Il ne lui dit pas, comme n’importe quel père l’aurait fait en se séparant d’un enfant en temps de guerre : « Protège ta vie, fils, prends garde à ce que personne ne te tue ». Au contraire, il lui demanda : « Ne tue personne » parce que, bien qu’il voulût que son fils revienne sain et sauf, il voulait qu’il le fasse sans se couvrir les mains de sang, même pour se protéger. Curieusement, le père de l’écrivain évoquait ce que Jésus dit à Pierre à Gethsémani : « Remets ton épée dans son fourreau. »
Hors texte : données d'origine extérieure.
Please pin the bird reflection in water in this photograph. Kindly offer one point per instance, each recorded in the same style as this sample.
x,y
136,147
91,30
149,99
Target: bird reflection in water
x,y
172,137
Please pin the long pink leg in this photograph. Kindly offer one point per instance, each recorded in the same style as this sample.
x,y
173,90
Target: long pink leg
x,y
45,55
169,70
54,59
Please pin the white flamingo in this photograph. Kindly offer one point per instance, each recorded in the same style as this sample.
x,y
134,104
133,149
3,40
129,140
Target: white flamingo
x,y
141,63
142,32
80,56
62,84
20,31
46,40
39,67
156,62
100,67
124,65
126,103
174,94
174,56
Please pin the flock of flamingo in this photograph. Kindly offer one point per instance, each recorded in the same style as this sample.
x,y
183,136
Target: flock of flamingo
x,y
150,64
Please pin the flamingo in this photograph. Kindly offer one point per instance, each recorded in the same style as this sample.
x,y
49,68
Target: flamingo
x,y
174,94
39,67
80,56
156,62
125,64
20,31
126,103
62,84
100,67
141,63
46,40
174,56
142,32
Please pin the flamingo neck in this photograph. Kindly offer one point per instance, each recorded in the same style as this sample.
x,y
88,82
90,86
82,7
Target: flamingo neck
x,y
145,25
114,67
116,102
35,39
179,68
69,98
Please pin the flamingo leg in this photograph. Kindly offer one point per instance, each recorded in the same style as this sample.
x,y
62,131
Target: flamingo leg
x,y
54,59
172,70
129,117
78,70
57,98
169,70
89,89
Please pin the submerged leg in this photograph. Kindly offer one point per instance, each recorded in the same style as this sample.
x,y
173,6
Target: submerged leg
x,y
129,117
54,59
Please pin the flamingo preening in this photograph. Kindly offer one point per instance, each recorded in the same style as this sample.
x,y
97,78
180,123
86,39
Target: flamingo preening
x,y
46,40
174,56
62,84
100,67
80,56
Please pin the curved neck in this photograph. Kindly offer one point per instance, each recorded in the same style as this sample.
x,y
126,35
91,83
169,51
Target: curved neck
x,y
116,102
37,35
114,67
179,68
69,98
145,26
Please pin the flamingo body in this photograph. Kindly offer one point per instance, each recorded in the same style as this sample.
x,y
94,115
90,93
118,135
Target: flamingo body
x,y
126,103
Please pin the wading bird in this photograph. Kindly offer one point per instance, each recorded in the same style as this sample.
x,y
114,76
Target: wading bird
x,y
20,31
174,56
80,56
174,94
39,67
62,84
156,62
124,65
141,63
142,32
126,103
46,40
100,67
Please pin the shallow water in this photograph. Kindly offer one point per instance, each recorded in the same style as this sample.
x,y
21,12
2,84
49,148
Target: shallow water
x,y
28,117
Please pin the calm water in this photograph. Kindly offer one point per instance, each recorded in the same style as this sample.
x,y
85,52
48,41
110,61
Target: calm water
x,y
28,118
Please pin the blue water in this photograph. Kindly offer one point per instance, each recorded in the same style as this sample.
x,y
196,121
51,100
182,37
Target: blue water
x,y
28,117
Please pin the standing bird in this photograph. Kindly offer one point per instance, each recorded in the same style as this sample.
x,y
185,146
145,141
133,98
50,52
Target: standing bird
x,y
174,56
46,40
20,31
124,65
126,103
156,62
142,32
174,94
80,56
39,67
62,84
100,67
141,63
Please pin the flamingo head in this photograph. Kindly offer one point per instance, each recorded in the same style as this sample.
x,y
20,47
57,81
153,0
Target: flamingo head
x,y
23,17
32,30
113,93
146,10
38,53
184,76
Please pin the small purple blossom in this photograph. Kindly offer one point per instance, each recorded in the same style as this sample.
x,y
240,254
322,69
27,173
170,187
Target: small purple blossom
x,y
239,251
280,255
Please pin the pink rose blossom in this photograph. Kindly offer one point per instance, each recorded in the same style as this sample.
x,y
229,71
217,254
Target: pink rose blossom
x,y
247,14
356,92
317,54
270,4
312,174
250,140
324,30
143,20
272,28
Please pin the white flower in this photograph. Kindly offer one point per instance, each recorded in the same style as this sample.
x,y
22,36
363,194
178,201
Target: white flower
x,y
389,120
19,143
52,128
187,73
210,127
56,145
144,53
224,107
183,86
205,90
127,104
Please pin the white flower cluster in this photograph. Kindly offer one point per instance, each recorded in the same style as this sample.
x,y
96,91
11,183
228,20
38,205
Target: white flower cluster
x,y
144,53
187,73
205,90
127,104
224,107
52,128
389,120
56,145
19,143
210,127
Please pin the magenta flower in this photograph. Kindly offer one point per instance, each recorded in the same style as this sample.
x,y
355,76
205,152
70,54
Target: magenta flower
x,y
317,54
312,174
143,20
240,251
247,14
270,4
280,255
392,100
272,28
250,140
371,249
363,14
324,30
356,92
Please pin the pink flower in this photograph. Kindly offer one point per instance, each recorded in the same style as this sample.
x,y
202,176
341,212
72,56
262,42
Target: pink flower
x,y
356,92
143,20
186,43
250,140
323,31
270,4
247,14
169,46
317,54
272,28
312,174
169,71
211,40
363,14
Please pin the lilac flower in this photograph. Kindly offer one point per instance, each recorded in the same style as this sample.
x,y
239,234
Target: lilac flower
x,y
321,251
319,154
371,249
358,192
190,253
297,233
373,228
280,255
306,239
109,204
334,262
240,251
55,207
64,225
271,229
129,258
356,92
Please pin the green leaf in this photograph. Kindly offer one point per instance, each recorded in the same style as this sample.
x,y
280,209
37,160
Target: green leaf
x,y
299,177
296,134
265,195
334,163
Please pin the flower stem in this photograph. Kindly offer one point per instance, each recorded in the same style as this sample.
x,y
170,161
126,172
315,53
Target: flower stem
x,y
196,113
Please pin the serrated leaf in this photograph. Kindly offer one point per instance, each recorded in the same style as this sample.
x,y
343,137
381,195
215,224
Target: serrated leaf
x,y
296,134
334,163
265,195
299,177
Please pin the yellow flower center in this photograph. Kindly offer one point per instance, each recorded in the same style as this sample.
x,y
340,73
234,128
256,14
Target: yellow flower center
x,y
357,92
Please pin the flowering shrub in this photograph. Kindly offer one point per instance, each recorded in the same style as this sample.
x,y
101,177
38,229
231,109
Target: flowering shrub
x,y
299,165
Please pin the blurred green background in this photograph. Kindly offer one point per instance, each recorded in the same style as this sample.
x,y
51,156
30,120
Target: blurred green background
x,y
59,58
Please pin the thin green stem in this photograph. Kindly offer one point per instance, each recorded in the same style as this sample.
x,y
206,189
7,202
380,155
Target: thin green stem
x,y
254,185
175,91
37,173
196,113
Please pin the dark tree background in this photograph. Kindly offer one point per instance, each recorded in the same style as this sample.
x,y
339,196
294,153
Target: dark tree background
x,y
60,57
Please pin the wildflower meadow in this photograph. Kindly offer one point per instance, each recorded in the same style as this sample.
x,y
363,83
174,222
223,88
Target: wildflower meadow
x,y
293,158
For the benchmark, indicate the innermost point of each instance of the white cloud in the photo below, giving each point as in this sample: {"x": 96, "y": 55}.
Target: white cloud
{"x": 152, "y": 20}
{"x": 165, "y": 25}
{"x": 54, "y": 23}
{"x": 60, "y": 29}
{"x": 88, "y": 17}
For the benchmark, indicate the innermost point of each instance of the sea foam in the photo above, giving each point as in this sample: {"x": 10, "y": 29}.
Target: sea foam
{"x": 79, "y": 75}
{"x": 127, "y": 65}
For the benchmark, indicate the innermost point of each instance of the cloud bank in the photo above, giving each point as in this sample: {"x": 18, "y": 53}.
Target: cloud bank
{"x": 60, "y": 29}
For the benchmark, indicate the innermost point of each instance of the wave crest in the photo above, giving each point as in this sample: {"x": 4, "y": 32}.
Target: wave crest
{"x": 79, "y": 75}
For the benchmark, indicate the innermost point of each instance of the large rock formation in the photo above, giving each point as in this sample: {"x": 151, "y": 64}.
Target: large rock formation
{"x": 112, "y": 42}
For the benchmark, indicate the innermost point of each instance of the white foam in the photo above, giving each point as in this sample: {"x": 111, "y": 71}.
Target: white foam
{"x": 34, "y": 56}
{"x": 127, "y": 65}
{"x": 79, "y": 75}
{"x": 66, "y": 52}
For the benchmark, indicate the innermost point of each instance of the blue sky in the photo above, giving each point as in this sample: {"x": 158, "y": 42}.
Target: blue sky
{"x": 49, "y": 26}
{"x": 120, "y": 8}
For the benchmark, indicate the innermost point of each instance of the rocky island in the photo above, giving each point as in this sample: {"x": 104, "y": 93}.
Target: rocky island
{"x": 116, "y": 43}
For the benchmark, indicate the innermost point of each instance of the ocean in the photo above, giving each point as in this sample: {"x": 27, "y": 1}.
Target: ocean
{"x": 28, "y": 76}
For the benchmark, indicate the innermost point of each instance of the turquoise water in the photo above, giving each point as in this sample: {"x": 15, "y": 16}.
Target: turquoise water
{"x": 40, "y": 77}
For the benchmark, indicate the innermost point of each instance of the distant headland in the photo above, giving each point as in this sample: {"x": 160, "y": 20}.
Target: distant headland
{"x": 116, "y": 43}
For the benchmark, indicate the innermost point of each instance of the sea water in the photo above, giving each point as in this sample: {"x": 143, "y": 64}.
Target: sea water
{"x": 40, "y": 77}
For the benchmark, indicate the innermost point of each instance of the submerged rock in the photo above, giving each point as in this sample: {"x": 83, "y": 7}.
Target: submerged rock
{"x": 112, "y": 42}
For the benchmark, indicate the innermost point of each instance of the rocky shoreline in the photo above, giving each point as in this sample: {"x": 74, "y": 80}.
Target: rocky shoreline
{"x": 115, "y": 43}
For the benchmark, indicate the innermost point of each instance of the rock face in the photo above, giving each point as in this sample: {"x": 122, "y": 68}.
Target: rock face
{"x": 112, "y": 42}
Les chrétiens doivent être messagers de paix, cette paix qui transforme la vie, qui s’expérimente de façon personnelle et qui se suscite ensuite. Pour Christ, le meilleur défenseur de la non-violence, aucune circonstance de danger, d’auto-défense ou de survie ne justifie de tuer un semblable, même s’il s’agit d’un ennemi. Il n’y a pas de guerre juste en cas d’invasion, ni plus ni moins de guerre sainte au nom de Dieu ; il n’y a pas de « iure belli », ce droit à la guerre que défendait le moine dominicain Francisco de Vitoria en 1532. Aux guerres de conquêtes, aux campagnes militaires du roi David, « homme de sang » ; aux massacres des Croisés contre les infidèles musulmans ; à l’inquisition et ses cruels autodafés ; aux guerres de religion ; à l’horrible Holocauste juif ; aux auteurs du génocide rwandais, majoritairement chrétiens ; ou aux coupables du nettoyage ethnique en Bosnie Herzegovine ; à toutes les personnes violentes, comme Pierre en cette nuit où on emmena le Maître, Jésus ordonne : « Remets ton épée dans son fourreau. »
Et comme un geste d’amour et de compassion, tout comme il le fit pour Malchus, il restaurera de ses mains les victimes de la violence.
* ndlt : José María Gironella (1917-2003) est un des écrivains espagnols les plus lus. Il dépeint dans ses romans le désarroi qui suivit la Guerre Civile d’Espagne. Parmi ses œuvres, nous pouvons citer Les Cyprès croient en Dieu, Un million de morts, Quand éclata la paix et Les hommes pleurent seuls qui forment une tétralogie.
(« Mais il y a un Dieu dans les cieux » Carlos Puyol Buil. Ed: Safeliz)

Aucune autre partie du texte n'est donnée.